Personal income can now supplement rental income in affordability checks for landlords
HSBC UK has broadened its support for landlords by introducing top slicing to its buy-to-let (BTL) mortgage offering. This change permits applicants to use their personal income, in addition to rental income, when lenders assess affordability.
The move is expected to increase borrowing options, particularly in areas where rental yields are lower.
Traditionally, the amount landlords could borrow for BTL mortgages has been determined solely by the rental income generated by the property. This approach has sometimes restricted borrowing, especially for properties in certain regions or when landlords sought additional funds for property improvements.
With the introduction of top slicing, landlords whose rental income does not meet the interest coverage ratio (ICR) can now use surplus personal income to bridge the gap. This adjustment allows landlords to access higher loan amounts or remortgage with HSBC UK.
For instance, a landlord seeking to borrow £225,000 at 75% loan-to-value for a BTL property, with a monthly rental income of £1,200, would previously have been eligible to borrow up to £186,000 based on rental income alone. By factoring in personal income, the full £225,000 can now be accessed—representing a 20% increase.
This development follows HSBC UK’s recent changes to loan-to-income (LTI) multiples, which included increases for first-time buyers. These measures have enabled customers to borrow larger sums for property purchases or remortgaging, reflecting the bank’s ongoing efforts to support a diverse range of property ambitions.
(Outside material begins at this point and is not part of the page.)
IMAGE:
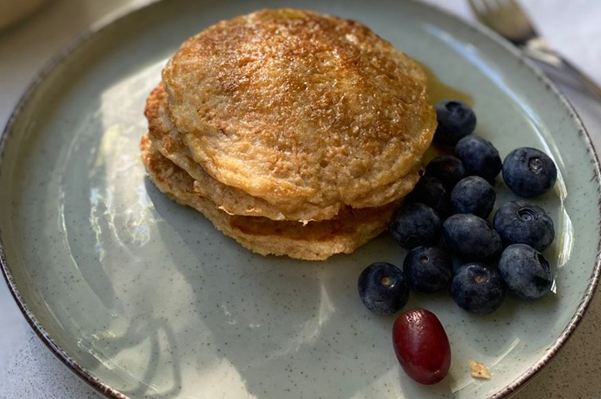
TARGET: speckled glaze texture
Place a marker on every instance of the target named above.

“We are committed to supporting our customers by providing solutions for both the residential and buy-to-let mortgage markets,” said Oli O’Donoghue (pictured right), head of mortgages at HSBC UK. “The introduction of top slicing into our BTL mortgage range is a key example, designed to make Buy To Let mortgages more accessible, while ensuring affordability remains at our core.
“Many landlords, particularly in London and the South East, have strong earnings but are limited by yield-driven constraints. By increasing the amount that can be borrowed through top slicing, we’re enabling more landlords to achieve their property investment ambitions due to providing greater borrowing capacity.”
According to HSBC UK’s Broker Barometer, which surveyed more than 1,100 mortgage brokers in July, 93% of brokers believe that increasing borrowing power is important for their clients. Additionally, 78% of brokers reported a rise in the amount of lending agreed for their clients.